Pytroch Batchnorm vs. mxnet Batchnorm


Im trying to convert mxnet network that includes a BatchNorm operation to Pytorch implementation.
I got to the stage that the forward pass is it simmilar (10^-5 error) but the backward pass seems to give different results.

taking a look at pytorch vs mxnet c implementation I noticed that the computation of the weight and bias therms
in pytorch are

if (gradWeight) {
  real val = THTensor_(get1d)(gradWeight, f);
  THTensor_(set1d)(gradWeight, f, val + scale * dotp * invstd);

if (gradBias) {
  real val = THTensor_(get1d)(gradBias, f);
  THTensor_(set1d)(gradBias, f, val + scale * sum);

does someone know why gradBias and GradWeight is sumed to the gradient computation ?
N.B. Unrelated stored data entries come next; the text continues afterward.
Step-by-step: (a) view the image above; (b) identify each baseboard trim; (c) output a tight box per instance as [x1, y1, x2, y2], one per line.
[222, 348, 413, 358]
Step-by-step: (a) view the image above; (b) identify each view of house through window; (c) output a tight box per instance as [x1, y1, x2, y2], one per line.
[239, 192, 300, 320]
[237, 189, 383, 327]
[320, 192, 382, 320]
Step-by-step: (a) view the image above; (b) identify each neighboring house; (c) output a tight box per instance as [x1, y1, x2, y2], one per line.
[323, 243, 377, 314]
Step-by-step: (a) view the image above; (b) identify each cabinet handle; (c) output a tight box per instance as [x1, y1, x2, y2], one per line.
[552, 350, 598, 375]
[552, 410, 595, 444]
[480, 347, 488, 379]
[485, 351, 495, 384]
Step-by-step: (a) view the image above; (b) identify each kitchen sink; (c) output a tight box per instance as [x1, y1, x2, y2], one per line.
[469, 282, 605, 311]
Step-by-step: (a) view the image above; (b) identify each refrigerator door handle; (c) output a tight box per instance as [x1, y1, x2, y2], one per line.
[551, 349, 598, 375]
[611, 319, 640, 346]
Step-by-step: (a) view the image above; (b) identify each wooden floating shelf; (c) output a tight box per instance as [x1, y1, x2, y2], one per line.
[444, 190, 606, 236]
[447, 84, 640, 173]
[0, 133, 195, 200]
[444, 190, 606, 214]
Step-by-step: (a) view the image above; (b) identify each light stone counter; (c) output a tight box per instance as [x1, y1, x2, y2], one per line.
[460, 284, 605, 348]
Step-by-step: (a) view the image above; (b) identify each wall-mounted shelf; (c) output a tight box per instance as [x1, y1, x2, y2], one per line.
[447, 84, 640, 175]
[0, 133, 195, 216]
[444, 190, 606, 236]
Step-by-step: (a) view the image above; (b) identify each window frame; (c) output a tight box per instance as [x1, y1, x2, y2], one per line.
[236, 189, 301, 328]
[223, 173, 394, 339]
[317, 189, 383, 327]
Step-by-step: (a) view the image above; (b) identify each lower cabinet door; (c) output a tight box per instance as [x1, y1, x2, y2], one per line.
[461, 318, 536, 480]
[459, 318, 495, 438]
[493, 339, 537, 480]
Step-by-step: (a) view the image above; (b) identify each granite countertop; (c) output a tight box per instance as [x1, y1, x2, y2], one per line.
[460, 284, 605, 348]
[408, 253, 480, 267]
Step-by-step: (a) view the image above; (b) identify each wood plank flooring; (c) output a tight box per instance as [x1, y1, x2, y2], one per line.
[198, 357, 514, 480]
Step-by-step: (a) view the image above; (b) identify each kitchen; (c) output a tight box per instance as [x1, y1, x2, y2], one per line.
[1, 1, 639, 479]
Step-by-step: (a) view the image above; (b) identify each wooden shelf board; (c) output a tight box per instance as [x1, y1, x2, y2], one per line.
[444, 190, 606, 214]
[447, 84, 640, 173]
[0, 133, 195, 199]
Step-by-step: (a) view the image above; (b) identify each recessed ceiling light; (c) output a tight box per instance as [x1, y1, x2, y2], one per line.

gradBias = gradBias + scale * sum

as far as I understand the gradient should be

gradBias = scale * sum


gradWeight = scale * dotp * invstd

In pytorch, if you want to get just one gradient, you should be calling zero_grad() before calling backward, in that case, the two things are the same since the previous gradBias and gradWeight are 0.

1 Like

Have you found out how to make Batchnorm in PyTorch and MXNet the same? My test shows that the norm of the difference of the outputs from a PyTorch’s Batchnorm layer and a MXNet’s Batchnorm layer is about 0.2. Is that normal? Is it possible to make them the same?